Senator Lawan expressed delight that the legislature was in harmony with the executive in ensuring good governance for Nigerians.
He said it was time to review the partnership between the two arms after 12 months.
“In fact, this relationship is misunderstood. Some, out of mischief they describe the National Assembly as rubber stamp. What is utmost in our minds as members of the National Assembly is how do we work with the executive to make Nigeria better.
“If the price to pay is the names that we get, then let it be the price, because we believe that Nigerians deserve better service, better infrastructure development in the country and it is difficult if not impossible in this country or indeed in any democracy without understanding and harmony in the way and manner the two arms of government work,” the lawmaker said.
Gbajabiamila on legislative/executive feud
Also in his speech, Speaker House of Representatives Femi Gbajabiamila blamed the frequent friction between the legislative and executive arms of government on misconception of roles of the parliament.

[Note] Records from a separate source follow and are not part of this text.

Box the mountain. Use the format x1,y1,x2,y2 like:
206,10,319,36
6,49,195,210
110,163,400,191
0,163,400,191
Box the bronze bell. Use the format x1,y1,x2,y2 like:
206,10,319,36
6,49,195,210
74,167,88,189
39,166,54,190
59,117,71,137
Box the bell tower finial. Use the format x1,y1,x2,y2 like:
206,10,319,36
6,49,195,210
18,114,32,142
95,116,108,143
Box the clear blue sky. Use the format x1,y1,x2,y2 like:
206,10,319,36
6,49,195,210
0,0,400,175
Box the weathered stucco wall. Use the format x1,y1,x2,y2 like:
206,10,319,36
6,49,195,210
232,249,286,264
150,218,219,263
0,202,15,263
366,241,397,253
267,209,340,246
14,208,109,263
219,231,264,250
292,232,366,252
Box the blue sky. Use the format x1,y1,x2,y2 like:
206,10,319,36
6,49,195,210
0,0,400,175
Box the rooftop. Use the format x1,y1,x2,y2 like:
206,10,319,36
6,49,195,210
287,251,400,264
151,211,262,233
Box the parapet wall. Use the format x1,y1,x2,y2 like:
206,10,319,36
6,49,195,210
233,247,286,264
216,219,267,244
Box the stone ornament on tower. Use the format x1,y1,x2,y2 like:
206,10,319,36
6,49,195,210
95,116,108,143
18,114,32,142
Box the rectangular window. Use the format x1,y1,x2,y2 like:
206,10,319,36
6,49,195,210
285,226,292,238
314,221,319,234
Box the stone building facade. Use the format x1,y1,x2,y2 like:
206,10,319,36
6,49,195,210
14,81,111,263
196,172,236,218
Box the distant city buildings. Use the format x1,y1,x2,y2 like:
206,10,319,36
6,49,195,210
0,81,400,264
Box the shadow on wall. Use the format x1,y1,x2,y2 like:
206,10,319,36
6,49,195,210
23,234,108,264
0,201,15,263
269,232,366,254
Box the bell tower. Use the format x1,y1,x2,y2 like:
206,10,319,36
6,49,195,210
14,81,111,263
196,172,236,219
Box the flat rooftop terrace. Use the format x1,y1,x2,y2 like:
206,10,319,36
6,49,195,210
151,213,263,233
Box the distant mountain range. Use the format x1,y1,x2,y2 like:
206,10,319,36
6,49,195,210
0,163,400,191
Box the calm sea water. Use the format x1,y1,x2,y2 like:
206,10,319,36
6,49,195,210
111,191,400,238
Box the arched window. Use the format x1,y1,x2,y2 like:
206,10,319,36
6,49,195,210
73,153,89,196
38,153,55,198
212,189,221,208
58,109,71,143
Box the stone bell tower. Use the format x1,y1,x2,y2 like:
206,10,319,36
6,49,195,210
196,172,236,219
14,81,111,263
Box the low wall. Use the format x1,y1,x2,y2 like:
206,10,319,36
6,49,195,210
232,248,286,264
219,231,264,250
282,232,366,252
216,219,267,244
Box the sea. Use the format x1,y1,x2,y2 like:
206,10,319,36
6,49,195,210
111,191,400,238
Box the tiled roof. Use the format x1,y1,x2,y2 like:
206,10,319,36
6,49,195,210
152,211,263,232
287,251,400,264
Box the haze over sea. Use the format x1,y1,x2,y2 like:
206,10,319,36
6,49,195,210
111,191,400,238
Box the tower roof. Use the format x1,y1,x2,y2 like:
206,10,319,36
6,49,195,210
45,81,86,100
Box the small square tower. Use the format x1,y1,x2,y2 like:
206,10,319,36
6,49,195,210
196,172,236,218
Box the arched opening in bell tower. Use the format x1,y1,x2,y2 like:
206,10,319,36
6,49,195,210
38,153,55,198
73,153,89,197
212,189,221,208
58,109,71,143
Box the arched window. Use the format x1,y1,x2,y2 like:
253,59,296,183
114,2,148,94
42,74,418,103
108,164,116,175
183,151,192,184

The speaker said attempt by the parliament to strictly adhere to its legislative responsibilities often leads to friction with the executive, especially on the constitutional responsibility of oversight of government’s Ministries, Departments and Agencies (MDAs).
To address the issue, he said a better understanding of the legislature and its constitutional duties and the dissemination of legislative activities by the Nigerian media would enable Nigerians to appreciate their representatives more, as well as have a full grasp of issues at stake from an informed position.
He said as long as the nation’s system of government rests upon a partnership between the two arms, the most important of their functions is the obligation to check and balance each other.
Presenting an address on building effective partnership for good governance and delivery of government’s priority agenda, Gbajabiamila said for the delivery of good governance, legislative oversight must not be seen as an attempt to usurp the authority of the executive, but instead, a good effort at ensuring that the government lives up to its obligations under the law.
“The misconception of the legislative function in a democracy is one of the biggest threats to effective cooperation between the Executive and the Legislature.
“One of the greatest of such misconceptions is that the Legislature exists only to make laws. The media and indeed large sections of the public assess the performance of individual legislators against this index of the number of bills sponsored and passed into law,” he said.